For the 90 days ending Oct. 30 – a period including a time in which Bolsonaro ascended in the polls, commanded the largest percentage in the election's first round and ultimately won the presidency – the iShares MSCI Brazil ETF (EWZ) and the VanEck Vectors Brazil Small-Cap ETF (BRF) rose 12.20% and 6.80%, respectively. The MSCI Emerging Markets Index plunged nearly 13% over the same period. EWZ is the largest Brazil exchange-traded fund (ETF) listed in the U.S.

"Yet we see the decisive victory by Bolsonaro – widely perceived as more market friendly than his left-wing opponent Fernando Haddad – as largely priced in by financial markets," said BlackRock in a recent note. "Further gains in Brazilian assets will hinge on the new government's success in pressing ahead with economic reforms, particularly of Brazil's bloated pension system, in our view."

Bolsonaro's efforts to bring his reformist agenda to life are crucial to the near- to medium-term fate of Brazilian stocks, which are among the most volatile among large emerging markets. The large-cap EWZ and the small-cap BRF have three-year standard deviations of 33.33% and 30.66%, respectively, well above the comparable metric on the MSCI Emerging Markets Index.

"These reforms – which include spending curbs, privatizations and a loosening of labor market laws – have helped support a gradual economic recovery," said BlackRock. "Yet if Bolsonaro were to act in ways that damaged institutions, as some fear, this could pose longer-term risks to Brazil's growth."

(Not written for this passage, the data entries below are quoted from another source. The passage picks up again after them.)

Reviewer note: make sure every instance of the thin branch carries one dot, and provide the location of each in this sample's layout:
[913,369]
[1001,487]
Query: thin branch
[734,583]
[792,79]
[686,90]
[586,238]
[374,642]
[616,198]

For 13 of the past 15 years, Brazil's presidents have been left-leaning, underscoring some of the concerns around Bolsonaro's provocative economic and social views. Since the start of 2003, EWZ has easily outpaced the MSCI Emerging Markets Index, but in recent years, rising corruption, inflation and profligate spending have weighed on Brazilian assets. From 2012 through 2017, EWZ generated positive annual returns just three times and outperformed the MSCI Emerging Markets Index just once (in 2016).

Bolsonaro's Social Liberal Party won an unexpected number of seats in Brazil's lower congressional house, which could help the newly elected president push through his agenda, including pension reform.

"A growing debt burden, driven by massive social security obligations, is Brazil's key challenge. We see broad support for reforming social security," according to BlackRock. "The president of Brazil's lower chamber has said he would bring a pension reform bill up for a vote if the new president-elect publicly supported it. A key focus for investors will be the net present value of fiscal savings from any future cuts to benefits."